His Honour dismissed the case after a 23-day trial, finding that the man’s employer — logistics company DP World — could not have reasonably been expected to intervene, as there was no pattern of behaviour.

However, yesterday (Wednesday, 21 December), the Victorian Supreme Court of Appeal overturned the decision of the County Court, with the court accepting that the anonymous stevedore suffered a serious psychological injury as a result of the bullying.

Borrowing from what the High Court said in McLean, Justices Jonathan Beach, Cameron Macaulay and Terence Forrest observed that, “today, the prevention of bullying or harassment in the workplace is ‘unquestionably one of the modern responsibilities of an employer’”.

“Moreover, it was no answer to the plaintiff’s claim to say that training or instruction given by the defendant would not likely have eliminated any bullying to which he was subjected. It is not at all apparent from the [Country Court] judge’s reasons how His Honour reached this conclusion, other than from his acceptance of the defendant’s proposition that this was a ‘robust workplace environment which was not for the faint-hearted’, making it difficult to eliminate personal animosities,” the justices detailed.

“That proposition had little evidentiary foundation.”

“It simply assumed that the defendant, by putting up signs in the workplace and giving rudimentary training to its employees, had done all it reasonably could have done to eliminate bullying and harassment,” the justices went on.

“Plainly, an employer has other weapons in its armoury to prevent the continuance of workplace bullying once it knows or ought reasonably to know of the existence of the same in its workplace.”

Consideration of conduct in totality

In the County Court decision, Judge Ginnane referenced WorkSafe Victoria’s definition of workplace bullying in His Honour’s reasons, that “bullying is repeated, unreasonable behaviour directed toward an employee, or group of employees, that creates a risk to health and safety” — among other such definitions.

The Court of Appeal reflected: “While the judge correctly observed that bullying is not a separate tort, he nevertheless analysed the various incidents of bullying and harassment alleged by the plaintiff by reference to the definitions of bullying to which he had referred.”

“A number of incidents which the judge accepted had in fact occurred (for example, the defecation in the plaintiff’s boots) were determined by the judge not to be bullying on the basis that the particular incident was not ‘repeated’,” Justices Beach, Macaulay and Forrest noted.

“There can be no criticism of His Honour for examining the evidence in respect of each incident separately to determine whether or not the incident occurred. Equally, there can be no criticism of an analysis which starts by determining whether or not a proven incident amounted to bullying.

“The gap in his Honour’s reasoning process was, however, not to then consider whether the totality of the incidents he found to have occurred amounted to bullying; more particularly, whether (again in totality) they provided a basis for finding that the defendant was, at some time during the plaintiff’s employment, in breach of its duty to provide a safe system of work.”
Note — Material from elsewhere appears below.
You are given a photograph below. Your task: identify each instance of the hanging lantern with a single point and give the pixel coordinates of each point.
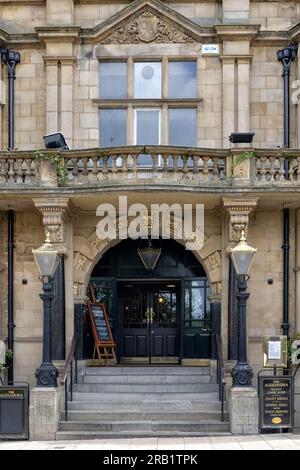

A ‘clarified’ definition of workplace bullying

In a statement, national plaintiff firm Shine Lawyers said that the definition of workplace bullying “has been clarified” in the wake of the Court of Appeal’s ruling.

Speaking following the ruling, Shine Lawyers public liability solicitor Shakira Ramsdell said: “This isn’t just a victory for my client, but everyone in Victoria who has been bullied in the workplace.

“An employee shouldn’t have to be repeatedly targeted in the same way by the same person before an employer is expected to intervene.

“This decision recognises that bullying takes many forms — whether it’s verbal or physical, direct or indirect — and such conduct should be viewed in its totality.”

Ultimately, the orders made by Judge Ginnane dismissing the plaintiff’s claim in negligence and awarding costs against the plaintiff were set aside, and the plaintiff’s claim in negligence is to be remitted to the County Court for rehearing and determination by that court.

Shine Lawyers will continue to seek compensation on his behalf, it said.